Introduction: Nonalcoholic fatty liver (NAFLD) occurs in a setting of high fat diets, insulin resistance, obesity and dyslipidemia. Individuals with NAFLD have an increased risk of developing metabolic syndrome. Heme oxygenase-1 (HMOX1), a major cytoprotective enzyme, attenuates oxidative stress and obesity and increases insulin sensitivity. The antioxidant effect of HMOX1 is due to an increase in ferritin, and bilirubin and a decrease in heme, a pro-oxidant. The aim of this study was to examine the role of increased hepatic HMOX activity in decreasing steatosis, adiposity and vascular dysfunction and to determine the mechanism underlying these metabolic changes in obese mice.

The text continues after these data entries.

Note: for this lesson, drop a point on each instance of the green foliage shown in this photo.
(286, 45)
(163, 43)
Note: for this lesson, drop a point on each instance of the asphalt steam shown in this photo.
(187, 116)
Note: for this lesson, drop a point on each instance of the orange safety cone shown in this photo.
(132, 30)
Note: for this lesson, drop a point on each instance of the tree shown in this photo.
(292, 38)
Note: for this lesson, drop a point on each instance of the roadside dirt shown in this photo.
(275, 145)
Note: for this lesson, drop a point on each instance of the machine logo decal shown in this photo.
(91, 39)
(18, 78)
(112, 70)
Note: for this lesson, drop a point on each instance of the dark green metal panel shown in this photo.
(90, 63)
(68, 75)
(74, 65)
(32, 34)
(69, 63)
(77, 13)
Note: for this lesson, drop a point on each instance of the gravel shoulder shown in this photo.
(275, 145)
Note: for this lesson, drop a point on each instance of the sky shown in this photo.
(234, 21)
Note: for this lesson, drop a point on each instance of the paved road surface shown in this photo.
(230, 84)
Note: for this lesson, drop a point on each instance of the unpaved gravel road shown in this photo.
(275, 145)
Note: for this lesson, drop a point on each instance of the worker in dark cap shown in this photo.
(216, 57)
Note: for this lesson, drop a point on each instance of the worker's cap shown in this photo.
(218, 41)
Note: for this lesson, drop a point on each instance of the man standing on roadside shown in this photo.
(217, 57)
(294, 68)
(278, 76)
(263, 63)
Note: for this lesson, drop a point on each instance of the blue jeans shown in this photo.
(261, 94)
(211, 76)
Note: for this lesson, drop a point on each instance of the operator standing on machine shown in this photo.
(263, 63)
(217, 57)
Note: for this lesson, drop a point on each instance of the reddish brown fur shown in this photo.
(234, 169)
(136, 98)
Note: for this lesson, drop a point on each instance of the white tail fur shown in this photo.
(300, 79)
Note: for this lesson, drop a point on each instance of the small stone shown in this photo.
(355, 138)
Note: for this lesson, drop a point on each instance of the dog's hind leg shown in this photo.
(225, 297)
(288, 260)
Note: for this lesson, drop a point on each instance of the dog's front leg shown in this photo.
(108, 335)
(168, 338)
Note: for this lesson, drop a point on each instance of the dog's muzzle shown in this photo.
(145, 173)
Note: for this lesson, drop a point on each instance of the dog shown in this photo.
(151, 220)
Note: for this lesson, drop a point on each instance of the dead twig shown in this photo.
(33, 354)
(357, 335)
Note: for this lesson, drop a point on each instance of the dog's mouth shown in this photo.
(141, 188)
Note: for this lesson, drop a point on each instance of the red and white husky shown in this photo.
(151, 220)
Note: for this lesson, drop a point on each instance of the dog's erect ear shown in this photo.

Methods: Obese mice were administered cobalt protoporphyrin (CoPP) and HMOX activity inhibitor stannous mesoporphyrin (SnMP) for 6 weeks. Blood pressure, body weight and blood glucose levels were measured in all the groups. Glycogen content, hepatic fibrosis, heme levels, fatty acid synthase (FAS) and lipid droplet size in liver were also assessed.
Results: CoPP administration increased hepatic HMOX1 protein levels and HMOX activity, decreased blood pressure, body weight, blood glucose levels, hepatic heme content (p<0.05) as compared to obese mice. Our results also showed that HMOX1 induction causes a significant decrease in lipid steatosis ( lipid droplet size and FAS levels; p<0.01) as compared to obese mice. Densitometry analysis showed increased expression of PPARα and Glut 1 along with decreased expression of PGC1α in hepatic tissue. These beneficial effects were reversed by administration of SnMP.
Conclusion: This novel study demonstrates the role of hepatic HMOX1 in attenuating the fatty liver and metabolic homeostasis by decreasing PGC1α and heme content and enhancing glycogen levels. Pharmacological agents that increase HMOX1 levels or gene targeting of HMOX1 offer a promising therapeutic target for NAFLD and suggest the existence of a significant link between the heme-HMOX system and the extent and severity of heme-dependent fatty liver.